Pala şu soruları sordu: “Yeni binalar, 5 yıldızlı otel gibi hastaneler, herkes en iyi hizmeti alacak ama buna doktorlar karşı çıkacak öyle mi? Biz buna mı karşıyız? Yenilenmeye mi, yoksa yenilenmenin yönetimine mi karşıyız? Sağlıkta dönüşüm sistemi, boğaz köprülerinin sağlık alanındaki yansıması mı?”

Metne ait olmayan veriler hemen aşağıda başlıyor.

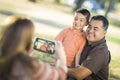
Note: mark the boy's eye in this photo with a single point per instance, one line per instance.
(76, 19)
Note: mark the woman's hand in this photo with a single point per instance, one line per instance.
(60, 54)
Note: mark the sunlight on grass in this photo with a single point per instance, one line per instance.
(115, 68)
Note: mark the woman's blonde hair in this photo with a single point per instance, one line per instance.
(16, 34)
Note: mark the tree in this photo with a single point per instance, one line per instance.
(78, 4)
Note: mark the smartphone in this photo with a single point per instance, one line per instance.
(44, 50)
(44, 46)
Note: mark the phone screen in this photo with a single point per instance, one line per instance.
(44, 49)
(45, 46)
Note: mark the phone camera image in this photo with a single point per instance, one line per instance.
(44, 49)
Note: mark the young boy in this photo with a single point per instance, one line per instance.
(73, 39)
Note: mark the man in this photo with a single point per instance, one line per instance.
(94, 61)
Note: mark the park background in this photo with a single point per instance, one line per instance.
(51, 16)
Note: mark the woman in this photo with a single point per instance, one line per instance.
(16, 37)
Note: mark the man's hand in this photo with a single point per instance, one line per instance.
(79, 73)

“ARDINDA SERMAYE SAHİPLERİ VAR”

Sağlıkta dönüşüm projesinin detayları hakkında bilgi veren Pala, “İhaleleri belli bir kesim alıyor. Her ihalede 3’lü konsorsiyum var. Bir inşaat şirketi, bir tıbbi malzeme şirketi ve bir de finans şirketi. Her ne hikmetse bunların da arkasından Dünya Bankası çıkıyor. Bu proje tamamen neo-liberal sağlık sisteminin uzantısı olarak karşımıza çıkıyor. Nüfusun önemli bir bölümü sağlık hizmetlerine erişemiyor. Bir de şirketleştirip, şehirlerin dışına alır, ulaşımı zorlaştırırsanız kaos olur.” şeklinde konuştu.

“BOMBA PATLAYACAK, BARİ ETKİSİ AZALSIN”

Sağlıkta dönüşümün gündeme getirildiği dönemden bu yana sıkıntıları anlatmaya çalıştıklarını ifade eden Pala, “Ama maalesef bir gelişme kaydedemedik. Bu sistem saatli bomba gibi. Mutlaka bir yerde patlayacak. Bana göre patlaması engellenemez, bari patladığında etkisini azaltabilmek için ne yapılması gerektiğine bakalım.” diye konuştu.

“SADECE BİR YATAK EKSİLECEK”

Büyük hastanelerin verimsiz hastaneler olduğuna dikkat çeken Pala, bu durumun dünyada da kabul gördüğünü söyledi. Pala sözlerini şöyle sürdürdü: “Bu yıl için ayrılmış olan kira bedeliyle 150 yataklı, tam teşekküllü 64 hastane yapılabiliyor. 2 milyar TL’ye alabileceğimiz bir ev varken, 25 yıl boyunca 23.4 milyar TL kira vermeye razı oluyoruz. Manisa’da şehir hastanesinin faaliyete girmesi durumunda sadece bir yatak eksilecek. 10 bin kişiye 26 yatak düşerken, hastane sonrasında 25 yatak düşmeye başlayacak.”

Kürsüye son olarak davet edilen CHP’li Tur Yıldız Biçer, 5 yıldızlı hastanenin bir yıldızını devletin, geri kalan dört yıldızını ise vatandaşın kendi cebinden ödeyeceğini dile getirdi.

CHP’li Biçer şöyle devam etti: “Hastanenin bir yıllık kirası 46 milyon TL. Ama hastanenin yapım tutarı 122 milyon TL. Yani 2.5 yıllık kira bedeliyle hastane yapılabiliyor. O halde neden özel sektöre yaptırılıyor? Bu sistem iflas etmeye aday. Ondan sonrasında bu yaralar nasıl kapanır ona bakmak gerekiyor. İktidar değişse bile bu sistemin etkileri sürecek çünkü sözleşmeler 25 yıllık.”

Konuşmaların ardından panel soru cevap şeklinde devam etti.